The University’s evolution continues to this day and will continue beyond it. Princeton is the better for the changes that have happened, and those changes have made Princeton more true to the very best values that have defined us since our inception.
Woodrow Wilson’s memorable phrase, “Princeton in the Nation’s Service,” spoken at the University’s 150th anniversary in 1896, captured one of those values. It expressed this University’s long-standing commitment to service and leadership. Wilson’s words inspired generations of Princeton students and alumni. His reference to the nation was, however, incomplete and exclusive. In 1996, my predecessor, Princeton’s marvelous eighteenth president, Harold Shapiro *64, addressed that exclusivity by reinterpreting Wilson’s idea and Princeton’s tradition to embrace service not only to this nation but to all nations.

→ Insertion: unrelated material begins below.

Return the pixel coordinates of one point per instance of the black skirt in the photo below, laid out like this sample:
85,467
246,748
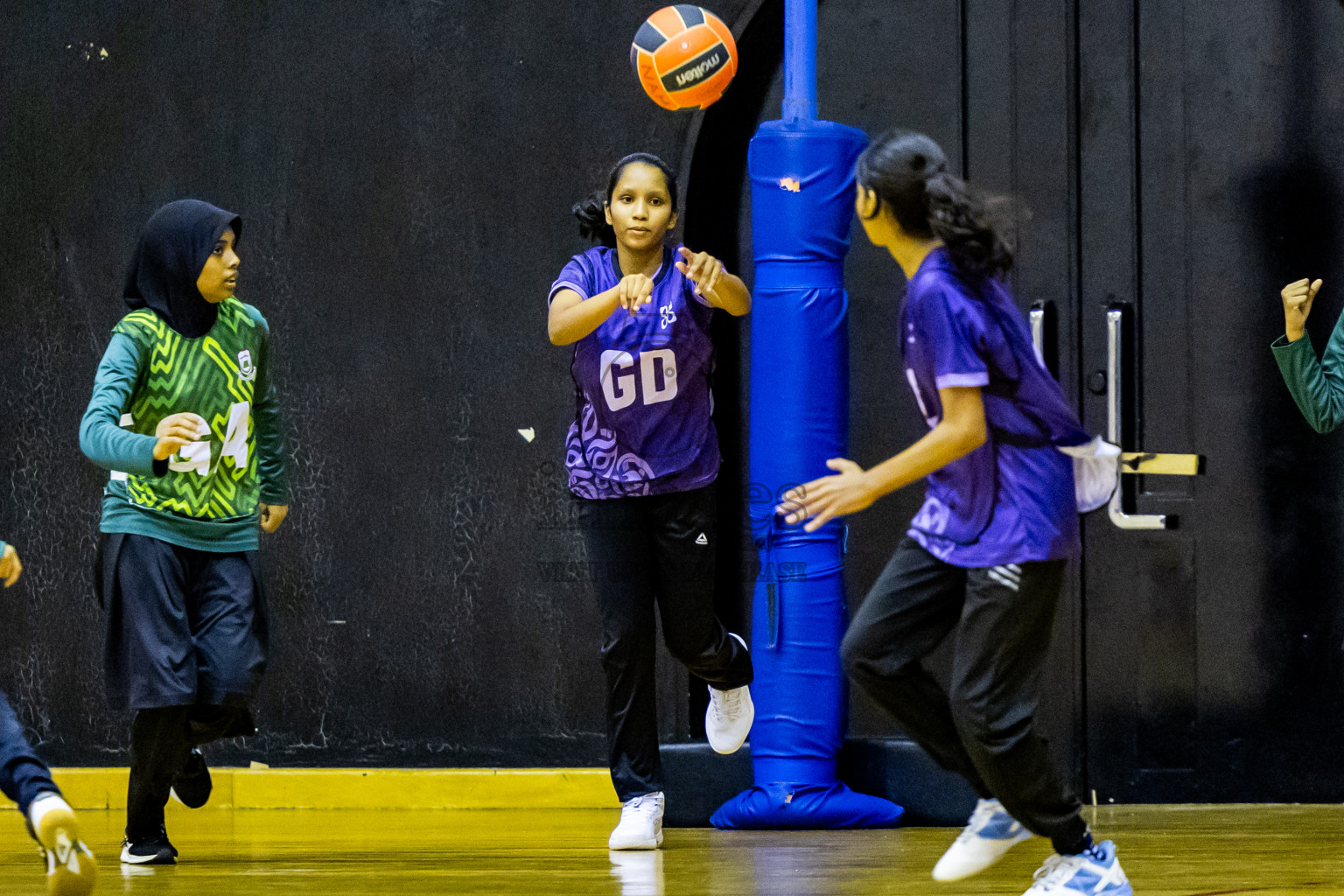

Today, we again revise the motto, this time to correct forms of partiality inherent in the very concept of nationhood. As Justice Sotomayor pointed out in her speech accepting the Woodrow Wilson Award in 2014, the concept is partial because it values service to the state over service to people or individuals. Coincidentally or not, it is also partial in a way that hints at the racism that marred Wilson’s towering achievements at this University and on the world stage.
The word “nation” comes from the Latin word for “birth,” and its English-language meaning suggests a people defined by ties of blood, ethnicity, or culture. By adding Sonia Sotomayor’s words to Wilson’s, we recognize our responsibility to serve not only our state or our tribe but all members of the human community.
Today’s modest ceremony may soon be forgotten. But for so long as this medallion remains here, in this meaningful and beloved place, it will remind students, faculty, staff, alumni, and visitors to our campus of this University’s values. It will remind them of those who helped to build the institution we cherish, and it will remind them, too, of our collective responsibility simultaneously to respect the past, to acknowledge forthrightly its deficiencies, and to improve upon it.
The medallion will remind us, in short, of the traditions from which today’s Princeton developed and the traditions from which we have broken. Our traditions are, as our fellow alumnus John Marshall Harlan said, a living thing. I am grateful to all of you for your partnership not only here today, but also in the many shared endeavors through which we steward and cultivate what we inherit from those who preceded us for the benefit of those who will follow us.
Thank you for being here, and thank you for your support of this very special University.
1. Poe v. Ullman, 367 US 497 at 542 (Harlan, J., dissenting).